An en-bloc resection of the mass, together with uterus, adnexa, bladder, distal part of right ureter and left obturator nerve was performed (anterior pelvic exenterantion).
A cutaneous ureterostomy was placed in the site of ureteral dissection. The decision to perform this procedure in place of a standard urinary diversion, as a ileal conduit or Miami pouch, was made on the evidence of poor prognosis that appeared from surgical exploration and intra-operative histology that was addressing to a malignant stromal neoplasm. It seemed to be reasonable to lower intra- and post-operative morbidity whereas the potential overall survival of the patient appeared to be prospectively low.
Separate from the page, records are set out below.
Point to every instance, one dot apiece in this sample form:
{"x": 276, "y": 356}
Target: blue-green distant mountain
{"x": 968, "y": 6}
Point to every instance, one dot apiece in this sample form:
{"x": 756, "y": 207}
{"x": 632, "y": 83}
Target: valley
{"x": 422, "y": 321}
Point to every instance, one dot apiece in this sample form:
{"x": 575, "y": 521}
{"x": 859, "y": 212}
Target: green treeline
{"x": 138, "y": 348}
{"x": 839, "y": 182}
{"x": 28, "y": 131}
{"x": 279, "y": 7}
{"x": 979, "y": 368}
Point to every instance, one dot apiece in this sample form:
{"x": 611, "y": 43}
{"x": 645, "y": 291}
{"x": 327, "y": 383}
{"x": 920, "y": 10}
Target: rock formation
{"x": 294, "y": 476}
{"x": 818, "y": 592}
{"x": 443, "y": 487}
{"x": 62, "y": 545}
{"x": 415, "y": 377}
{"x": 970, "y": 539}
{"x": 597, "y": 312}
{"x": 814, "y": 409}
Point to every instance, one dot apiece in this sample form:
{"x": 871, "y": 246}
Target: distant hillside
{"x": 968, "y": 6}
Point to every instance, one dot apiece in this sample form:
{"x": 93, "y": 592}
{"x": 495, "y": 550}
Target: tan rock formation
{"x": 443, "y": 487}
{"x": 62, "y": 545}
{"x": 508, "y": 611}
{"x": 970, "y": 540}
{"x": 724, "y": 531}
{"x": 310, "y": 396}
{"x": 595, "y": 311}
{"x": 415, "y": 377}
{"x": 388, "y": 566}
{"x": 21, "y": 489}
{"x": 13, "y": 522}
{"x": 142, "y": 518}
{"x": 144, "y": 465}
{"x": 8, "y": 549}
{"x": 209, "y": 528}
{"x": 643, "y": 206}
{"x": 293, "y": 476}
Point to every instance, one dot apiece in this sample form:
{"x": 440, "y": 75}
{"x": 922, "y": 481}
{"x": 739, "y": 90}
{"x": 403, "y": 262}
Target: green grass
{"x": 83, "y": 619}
A final histological diagnosis of high-grade leiomyosarcoma, (Fig. ), (G3, FNCLCC 1986) pT2b pN0 pM0, AJCC (2002) Stage III, was made based on immunoreactivity to smooth muscle actin, score 2 (Fig. ). The specimen resulted negative to c-kit and EGFR. Proliferation index was 90%, evaluated thru MIB-1 (Ki-67) (Fig. ). Necrosis was inferior to 50% (score 2) and mitotic index higher than 20 mitosis per field/10 HPF (score 3). The tumor presented, macroscopically, as a bulky, brain-like, white-grayish mass. The tumor contained diverse necrotic and hemorrhagic areas, and invaded the vesical wall. The size of the mass was 14 × 11 × 6.5 cm. Histology confirmed that uterus and adnexa were free from neoplastic invasion. Surgical margins resulted negative at the final examination. LVI was not reported.
Leiomyosarcoma of the bladder (Hematoxylin and eosin).
Leiomyosarcoma of the bladder (Smooth muscle actin).
Leiomyosarcoma of the bladder (Ki67).
Post-operative course was free from complications and the patient could be discharged from the hospital fourteen days after surgery.
The patient underwent chemotherapy one month after surgery, using doxorubicin as a single agent in an adjuvant setting. She died after the first cycle from a distant recurrence to the left lung.